Thierry apparaît. (Attention, ça va commencer.) Il s'embarque sur le Poisson d'argent et s'enfonce

dans ma mémoire : mille et une fois, notre héros va risquer que son film se casse.

(En cas de blanc, les spectateurs sifflent.) Thierry défiera les terribles albinos, Laurel et

Hardy, et l'impitoyable Baxter, alias Basseterre. Il se laissera séduire par l'ange Caméra, la capiteuse

Madelyn Mozrow, et le satanique docteur Farlok. (Chut au balcon, mon âme est en jeu.)

Mais parviendra-t-il à échapper à ces acteurs dégrimés, à ces dessins passés, à ces stars qui s'évadent chaque nuit de tous les films du monde pour venir vivre mes histoires?

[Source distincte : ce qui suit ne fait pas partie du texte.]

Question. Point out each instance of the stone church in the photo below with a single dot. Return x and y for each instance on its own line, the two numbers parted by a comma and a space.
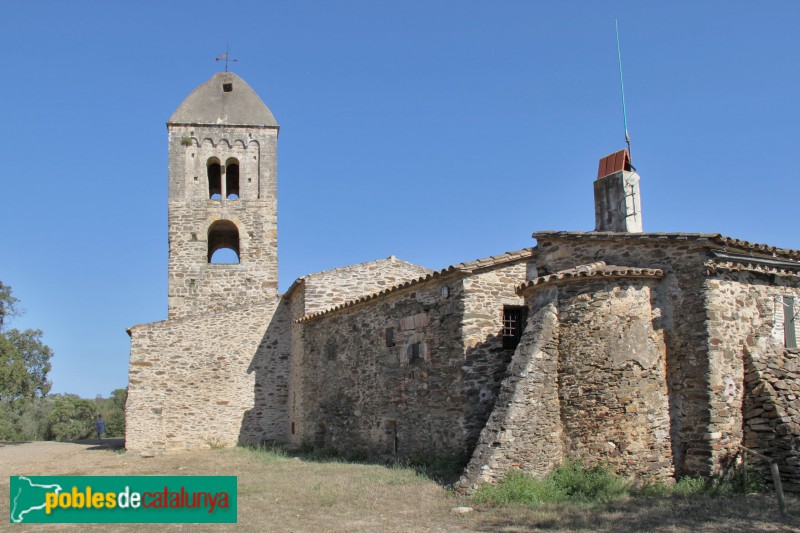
658, 354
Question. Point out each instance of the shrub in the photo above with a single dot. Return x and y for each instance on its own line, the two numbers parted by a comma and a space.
72, 418
571, 482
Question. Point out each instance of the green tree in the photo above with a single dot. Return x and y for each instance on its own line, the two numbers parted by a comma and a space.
24, 358
115, 416
72, 418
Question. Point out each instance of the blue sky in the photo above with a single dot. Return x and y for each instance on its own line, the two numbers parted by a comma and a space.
438, 131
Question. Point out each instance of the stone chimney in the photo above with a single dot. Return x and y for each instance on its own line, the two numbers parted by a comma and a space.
617, 202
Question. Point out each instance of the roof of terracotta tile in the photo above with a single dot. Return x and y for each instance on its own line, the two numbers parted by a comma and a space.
460, 268
299, 281
593, 270
750, 267
711, 238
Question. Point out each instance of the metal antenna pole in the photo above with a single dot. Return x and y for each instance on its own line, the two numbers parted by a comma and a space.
622, 87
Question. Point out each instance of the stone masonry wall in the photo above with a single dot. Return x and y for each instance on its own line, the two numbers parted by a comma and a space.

Cinéma, cinématographe, cinoche, tout est ciné- nous.

A mon père qui me lance : « C'est du cinéma tout ça », je réponds : « Je suis un cinéma. »

Thierry Ardisson Né en 1949. Le jour des Rois. (Grand-père Action

française ravi. Stop. Grand-père communiste trahi. Stop.)

Ensuite, sa famille déménage vingt fois. Seules connaissances retrouvées au hasard de ces voyages : les stars qui peuplent ses courtes nouvelles.

Ses études supérieures à Montpellier le fâchent définitivement avec les livres.

A 19 ans, il monte à Paris. Travaille déjà à son second roman.